Obsession is a substitute for talent, he has said, and Steve Martin's focus and daring his sheer tenacity are truly stunning. He writes about making the very tough decision to sacrifice everything not original in his act, and about lucking into a job writing for The Smothers Brothers Show. He writes about mentors, girlfriends, his complex relationship with his parents and sister, and about some of his great peers in comedy Dan Aykroyd, Lorne Michaels, Carl Reiner, Johnny Carson. He writes about fear, anxiety and loneliness. And he writes about how he figured out what worked on stage.
This book is a memoir, but it is also an illuminating guidebook to stand up from one of our two or three greatest comedians. Though Martin is reticent about his personal life, he is also stunningly deft, and manages to give readers a feeling of intimacy and candor.
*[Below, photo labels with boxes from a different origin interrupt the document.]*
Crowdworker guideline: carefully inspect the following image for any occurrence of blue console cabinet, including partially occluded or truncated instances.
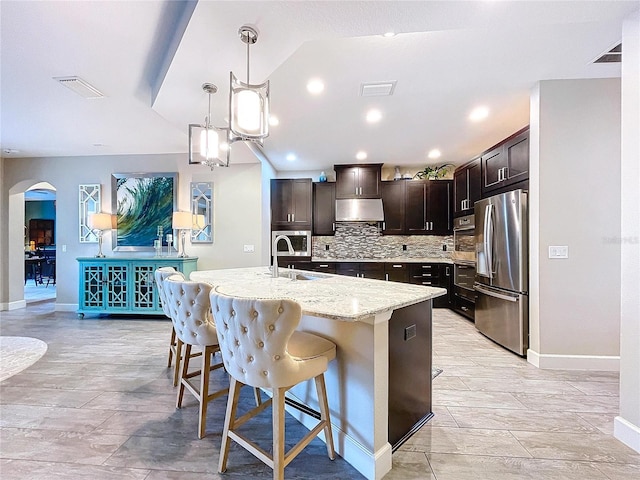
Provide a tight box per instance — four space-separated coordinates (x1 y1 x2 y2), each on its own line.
77 257 198 317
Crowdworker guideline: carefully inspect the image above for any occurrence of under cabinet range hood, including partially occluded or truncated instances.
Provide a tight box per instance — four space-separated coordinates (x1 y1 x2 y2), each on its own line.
336 198 384 222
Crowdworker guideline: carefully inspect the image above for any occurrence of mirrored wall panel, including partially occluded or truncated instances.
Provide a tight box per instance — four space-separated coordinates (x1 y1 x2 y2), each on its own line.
191 182 213 243
78 183 100 243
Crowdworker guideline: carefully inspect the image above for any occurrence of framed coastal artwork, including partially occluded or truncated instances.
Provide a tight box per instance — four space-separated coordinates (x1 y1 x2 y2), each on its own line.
111 173 178 251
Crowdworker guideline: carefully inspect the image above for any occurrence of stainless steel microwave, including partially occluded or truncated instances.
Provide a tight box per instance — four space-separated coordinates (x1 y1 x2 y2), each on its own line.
271 230 311 257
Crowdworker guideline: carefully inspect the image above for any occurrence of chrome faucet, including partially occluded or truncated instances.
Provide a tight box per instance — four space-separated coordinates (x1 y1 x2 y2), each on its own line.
271 235 295 278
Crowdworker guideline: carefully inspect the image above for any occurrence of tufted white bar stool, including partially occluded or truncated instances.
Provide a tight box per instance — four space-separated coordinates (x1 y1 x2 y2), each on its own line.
211 291 336 480
154 267 201 387
164 275 229 438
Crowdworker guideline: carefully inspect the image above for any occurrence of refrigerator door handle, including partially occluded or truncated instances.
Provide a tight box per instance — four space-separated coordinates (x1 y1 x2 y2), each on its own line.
473 283 518 302
484 204 493 278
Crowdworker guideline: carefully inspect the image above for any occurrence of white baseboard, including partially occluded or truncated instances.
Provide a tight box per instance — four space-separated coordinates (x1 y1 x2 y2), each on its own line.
55 303 78 312
0 299 27 312
527 350 620 372
613 416 640 453
286 399 391 480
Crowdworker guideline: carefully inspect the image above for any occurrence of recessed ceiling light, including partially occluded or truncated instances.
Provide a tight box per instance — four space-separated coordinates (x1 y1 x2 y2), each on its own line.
427 148 442 159
367 108 382 123
307 78 324 95
469 107 489 122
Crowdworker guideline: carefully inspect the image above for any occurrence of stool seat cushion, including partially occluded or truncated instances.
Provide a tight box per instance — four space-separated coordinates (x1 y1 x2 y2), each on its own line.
287 330 336 361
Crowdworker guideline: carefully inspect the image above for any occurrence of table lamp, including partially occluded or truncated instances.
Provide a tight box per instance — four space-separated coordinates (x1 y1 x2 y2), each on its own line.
87 213 112 258
171 212 193 258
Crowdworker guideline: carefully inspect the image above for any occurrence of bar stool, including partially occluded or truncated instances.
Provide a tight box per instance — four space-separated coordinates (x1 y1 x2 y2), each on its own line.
154 267 189 387
211 291 336 480
163 275 229 438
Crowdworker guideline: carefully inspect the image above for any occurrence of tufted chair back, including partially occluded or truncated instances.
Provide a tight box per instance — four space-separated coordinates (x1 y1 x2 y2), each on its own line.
211 291 328 388
164 275 218 346
153 267 184 318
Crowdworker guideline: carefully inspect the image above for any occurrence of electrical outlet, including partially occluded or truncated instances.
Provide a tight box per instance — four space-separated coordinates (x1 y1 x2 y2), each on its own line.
549 245 569 258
Illustrated throughout with black-and-white photographs collected by Martin, this book is instantly compelling visually and a spectacularly good read.
BEYOND REACH
by Karin Slaughter
Read by Lynn Maxwell. (15 episodes, 8/20 - 9/05/2008)
With over 13 million copies of her books sold in twenty-two countries, #1 internationally bestselling author Karin Slaughter delivers “crime fiction at its finest.” Now she returns to Grant county, Georgia where the lightning-fast plot, vivid forensic detail, and heart-stopping suspense will thrust readers into the darkest corners of their own imaginations—and push Slaughter to the top of the national bestseller lists.
Sara Linton—resident medical examiner/pediatrician in Grant County, Georgia,—has plenty of hardship to deal with, including defending herself in a heartbreaking malpractice suit. So when her husband, Police chief Jeffery Tolliver, learns that his friend and coworker detective Lena Adams has been arrested for murder and needs Sara’s help, she is not sure she can handle the pressure of it all. But soon Sara an Jeffery are sitting through evidence, peeling back the layers of a mystery that grows darker by the day—until an intricate web of betrayal and vengeance begins to unravel. And suddenly the lives of Sara, Lena, and Jeffery are hanging by the slenderest of threads.